Posted by
Andrews on Tuesday, June 30, 2009 7:53:10 PM
Best of the Web has an amusing take on the NYT's insistence on "Al Qaida in Mesopotamia" being "mostly homegrown":
Boilerplate Gone Wild
From a New York Times report on Iraq:
Seizing on the desperation of Sunni insurgents, foreign
fighters were able to entrench themselves in the neighborhood. Those
fighters, who Ahmed said were aligned with Al Qaeda in Mesopotamia, a
mostly homegrown Sunni insurgent group that American intelligence says
is foreign-led, were not only brutal in battling Shiites but also in
enforcing control over Sunni residents.
You almost have to admire the New York Times for sticking to its
guns and continuing to use the "al Qaeda in Mesopotamia" trope when
George W. Bush has been out of office nearly six months. But the
reference to AQIM as "mostly homegrown" is especially awkward here,
given that the whole paragraph is about "foreign fighters."

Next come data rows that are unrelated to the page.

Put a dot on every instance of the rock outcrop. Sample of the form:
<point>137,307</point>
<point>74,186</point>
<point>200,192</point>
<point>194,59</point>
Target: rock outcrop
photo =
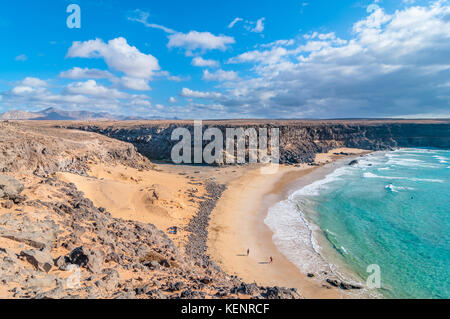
<point>300,141</point>
<point>60,245</point>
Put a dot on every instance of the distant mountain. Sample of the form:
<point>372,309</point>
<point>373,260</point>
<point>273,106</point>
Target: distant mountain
<point>54,114</point>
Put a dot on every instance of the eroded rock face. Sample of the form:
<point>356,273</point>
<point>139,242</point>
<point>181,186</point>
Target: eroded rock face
<point>43,151</point>
<point>300,141</point>
<point>66,247</point>
<point>10,188</point>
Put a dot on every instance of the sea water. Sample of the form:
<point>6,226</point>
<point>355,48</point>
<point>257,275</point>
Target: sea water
<point>392,209</point>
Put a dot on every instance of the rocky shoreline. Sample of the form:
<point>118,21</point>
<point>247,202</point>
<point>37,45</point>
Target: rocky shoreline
<point>60,245</point>
<point>198,226</point>
<point>300,140</point>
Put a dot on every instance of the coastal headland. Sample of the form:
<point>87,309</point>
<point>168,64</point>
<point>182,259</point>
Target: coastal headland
<point>104,197</point>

However, they miss one interesting aspect of this excerpt. They recognize that the focus is on the foreign fighters, but miss the other half of the equation. If AQIM is foreign led, and is staffed with foreign fighters, exactly where do the "homegrown" people figure into it at all? By this definition isn't the French Foreign Legion a native insurgency in north Africa?